Tutorial: Migrating Data from MySQL to MongoDB

In the next tutorial you will learn how to migrate data from MySQL to MongoDB. We will show you how to do it using Spark step by step. From creating a configuration for the player RDD to the installation guide for prerequisites components.
Easy and intuitive!

PREREQUISITES*:

  • MongoDB (versión 2.6 recommended)
  • MySQL 5
  • Java 7+
  • Maven 3+
  • Spark 1.2
  • Deep-Spark


TUTORIAL TO LOAD A DATASET TO MySQL:

Create schema:

create schema football

Create tables:

create table if not exists football.team(
    id bigint not null auto_increment,
    name varchar(255) not null,
    short_name varchar(255) not null,
    arena_name varchar(255) not null,
    coach_name varchar(255) not null,
    city_name varchar(255) not null,
    league_name varchar(255) not null,
    primary key (id)
);
create table if not exists football.player(
    id bigint not null auto_increment,
    firstname varchar(255) not null,
    lastname varchar(255) not null,
    date_of_birth date,
    place_of_birth_name varchar(255) not null,
    position_name varchar(255) not null,
    team_id bigint not null,
    primary key (id),
    foreign key (team_id) references football.team(id)
);

Populate tables:

insert into football.team (name, short_name, arena_name, coach_name, city_name, league_name) 
values
('FC Bayern München', 'FCB', 'Allianz Arena', 'Josep Guardiola', 'München', 'Bundesliga'),
('Hamburger SV', 'HSV', 'Imtech Arena', 'Josef Zinnbauer', 'Hamburg', 'Bundesliga'),
('Herta BSC Berlin', 'Herta', 'Olympiastaion Berlin', 'Jos Luhukay', 'Berlin', 'Bundesliga'),
('FC Basel 1893', 'FCB', 'St.
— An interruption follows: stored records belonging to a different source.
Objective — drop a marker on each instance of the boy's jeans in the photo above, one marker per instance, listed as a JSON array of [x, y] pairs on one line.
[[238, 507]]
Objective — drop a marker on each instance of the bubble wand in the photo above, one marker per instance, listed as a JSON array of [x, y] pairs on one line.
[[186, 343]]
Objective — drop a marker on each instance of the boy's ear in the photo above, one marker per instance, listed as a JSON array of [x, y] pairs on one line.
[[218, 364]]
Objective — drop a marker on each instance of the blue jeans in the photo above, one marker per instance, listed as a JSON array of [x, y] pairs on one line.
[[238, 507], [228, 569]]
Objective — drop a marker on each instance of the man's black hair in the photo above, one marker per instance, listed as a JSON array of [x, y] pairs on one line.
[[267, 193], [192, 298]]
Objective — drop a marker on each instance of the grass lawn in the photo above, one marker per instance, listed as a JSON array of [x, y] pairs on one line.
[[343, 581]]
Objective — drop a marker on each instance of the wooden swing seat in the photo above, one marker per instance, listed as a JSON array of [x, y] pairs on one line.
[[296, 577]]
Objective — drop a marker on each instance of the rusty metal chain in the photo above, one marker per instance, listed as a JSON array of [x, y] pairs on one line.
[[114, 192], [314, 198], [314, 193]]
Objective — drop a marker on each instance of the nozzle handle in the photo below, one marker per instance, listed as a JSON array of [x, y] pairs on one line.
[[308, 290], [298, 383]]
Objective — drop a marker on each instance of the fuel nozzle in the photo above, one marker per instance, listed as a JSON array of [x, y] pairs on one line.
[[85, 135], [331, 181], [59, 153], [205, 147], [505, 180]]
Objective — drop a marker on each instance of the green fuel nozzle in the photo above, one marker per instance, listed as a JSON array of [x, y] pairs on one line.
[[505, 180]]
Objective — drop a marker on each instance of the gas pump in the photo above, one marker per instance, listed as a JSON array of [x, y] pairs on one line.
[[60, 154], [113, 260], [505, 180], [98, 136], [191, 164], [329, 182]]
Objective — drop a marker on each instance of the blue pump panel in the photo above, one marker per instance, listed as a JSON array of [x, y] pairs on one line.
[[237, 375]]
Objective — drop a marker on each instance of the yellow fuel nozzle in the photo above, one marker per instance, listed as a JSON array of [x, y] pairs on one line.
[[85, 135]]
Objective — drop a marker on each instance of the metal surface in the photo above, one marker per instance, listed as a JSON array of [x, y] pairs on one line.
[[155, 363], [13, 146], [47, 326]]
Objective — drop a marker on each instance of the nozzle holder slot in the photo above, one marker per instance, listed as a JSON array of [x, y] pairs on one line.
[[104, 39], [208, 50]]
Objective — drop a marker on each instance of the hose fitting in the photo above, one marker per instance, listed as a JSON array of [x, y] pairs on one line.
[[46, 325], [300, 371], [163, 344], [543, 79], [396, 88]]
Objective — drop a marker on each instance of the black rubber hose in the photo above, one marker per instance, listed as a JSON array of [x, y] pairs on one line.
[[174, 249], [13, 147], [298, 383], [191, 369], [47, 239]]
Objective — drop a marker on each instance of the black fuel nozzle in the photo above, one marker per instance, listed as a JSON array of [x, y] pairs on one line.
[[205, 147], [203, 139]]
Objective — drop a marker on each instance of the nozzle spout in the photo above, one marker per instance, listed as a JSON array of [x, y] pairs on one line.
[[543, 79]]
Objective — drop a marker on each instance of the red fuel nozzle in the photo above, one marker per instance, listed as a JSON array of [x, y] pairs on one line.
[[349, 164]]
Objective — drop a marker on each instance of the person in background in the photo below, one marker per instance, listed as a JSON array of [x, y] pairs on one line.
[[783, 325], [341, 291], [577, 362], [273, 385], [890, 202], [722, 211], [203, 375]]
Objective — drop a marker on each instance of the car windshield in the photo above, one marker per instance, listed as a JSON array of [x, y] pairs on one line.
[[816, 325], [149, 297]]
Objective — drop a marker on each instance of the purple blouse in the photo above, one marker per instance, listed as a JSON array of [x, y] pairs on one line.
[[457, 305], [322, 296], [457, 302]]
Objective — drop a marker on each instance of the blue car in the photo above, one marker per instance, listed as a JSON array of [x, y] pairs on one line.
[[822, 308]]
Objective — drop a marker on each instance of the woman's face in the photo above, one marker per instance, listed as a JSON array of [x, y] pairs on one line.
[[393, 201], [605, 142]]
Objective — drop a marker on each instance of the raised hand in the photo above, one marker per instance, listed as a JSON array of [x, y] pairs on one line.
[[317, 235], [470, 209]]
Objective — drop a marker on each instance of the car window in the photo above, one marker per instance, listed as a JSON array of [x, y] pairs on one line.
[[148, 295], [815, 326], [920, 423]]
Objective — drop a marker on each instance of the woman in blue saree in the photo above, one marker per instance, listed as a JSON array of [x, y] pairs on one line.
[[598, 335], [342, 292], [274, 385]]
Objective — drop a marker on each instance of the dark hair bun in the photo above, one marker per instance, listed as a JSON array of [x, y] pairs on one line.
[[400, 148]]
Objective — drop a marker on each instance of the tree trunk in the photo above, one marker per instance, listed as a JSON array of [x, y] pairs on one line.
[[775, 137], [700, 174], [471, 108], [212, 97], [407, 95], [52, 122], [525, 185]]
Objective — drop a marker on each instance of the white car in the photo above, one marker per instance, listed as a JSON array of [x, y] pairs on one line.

Jakob-Park', 'Paulo Sousa', 'Basel', 'Raiffeisen Super League'),
('FC Paris Saint-Germain', 'PSG', 'Parc des Princes', 'Laurent Blanc', 'Paris', 'Ligue 1'),
('HJK Helsinki', 'HJK', 'Sonera Stadium', 'Mika Lehkosuo', 'Helsinki', 'Veikkausliiga');
insert into football.player(firstname, lastname, date_of_birth, place_of_birth_name, position_name, team_id) 
values
('Manuel', 'Neuer', '1986-3-27', 'Gelsenkirchen', 'Goalkeeper', 1),
('Julian', 'Schieber', '1989-2-13', 'Backnang', 'Centre Forward', 3),
('Dennis ', 'Diekmeier', '1989-10-20', 'Thedinghausen', 'Right Wing', 2),
('Zlatan', 'Ibrahimovic', '1981-10-03', 'Malmö', 'Centre Forward', 5),
('Xabier', 'Alonso', '1981-11-25', 'Tolosa', 'Midfielder', 1);

Running Spark-shel:

 ./spark-shell --jars YOUR_PATH/deep-core-0.7.0.jar, 
                      YOUR_PATH/deep-commons-0.7.0.jar,YOUR_PATH/deep-jdbc-0.7.0.jar, 
                      YOUR_PATH/deep-mongodb-0.7.0.jar,YOUR_PATH/mongo-java-driver-2.12.4.jar,YOUR_PATH/mysql-connector-java-5.1.34.jar

USING SPARK STEP BY STEP:

Necessary imports:

import com.stratio.deep.commons.entity.{Cell, Cells}
import com.stratio.deep.core.context.DeepSparkContext
import com.stratio.deep.jdbc.config.{JdbcConfigFactory, JdbcDeepJobConfig}
import com.stratio.deep.mongodb.config.{MongoConfigFactory, MongoDeepJobConfig}
import org.apache.spark.SparkContext._
import org.apache.spark.rdd.RDD
import org.apache.spark.{SparkConf, SparkContext}
import scala.collection.JavaConverters._

private val CLUSTER: String = "local"
private val APP_NAME: String = "deepMySQLToMongodbMigration"
private val MYSQL_DRIVER: String = "com.mysql.jdbc.Driver"
private val MYSQL_HOST: String = "localhost"
private val MYSQL_PORT: Integer = 3306
private val MYSQL_USER: String = "root"
private val MYSQL_PASS: String = "root"
private val MYSQL_DBNAME: String = "football"
private val MONGODB_HOST: String = "localhost:27017"
private val MONGODB_DBNAME: String = "football"
private val MONGODB_COLLECTION: String = "teams"eating a configuration for the team RDD and initialize it
val mySQLTeamConfig: JdbcDeepJobConfig[Cells] = JdbcConfigFactory        
    .createJdbc
    .host(MYSQL_HOST).port(MYSQL_PORT)
    .username(MYSQL_USER).password(MYSQL_PASS)
    .database(MYSQL_DBNAME).table("team")
    .driverClass(MYSQL_DRIVER)
    .initialize

Creating a configuration for the player RDD and initialize it:

val mySQLPlayerConfig: JdbcDeepJobConfig[Cells] = JdbcConfigFactory      
    .createJdbc
    .host(MYSQL_HOST).port(MYSQL_PORT)
    .username(MYSQL_USER).password(MYSQL_PASS)
    .database(MYSQL_DBNAME).table("player")
    .driverClass(MYSQL_DRIVER)
    .initialize

Creating the RDDs that represent the data set in MySQL:

val teamRDD: RDD[Cells] = deepContext.createRDD(mySQLTeamConfig)
val playerRDD: RDD[Cells] = deepContext.createRDD(mySQLPlayerConfig)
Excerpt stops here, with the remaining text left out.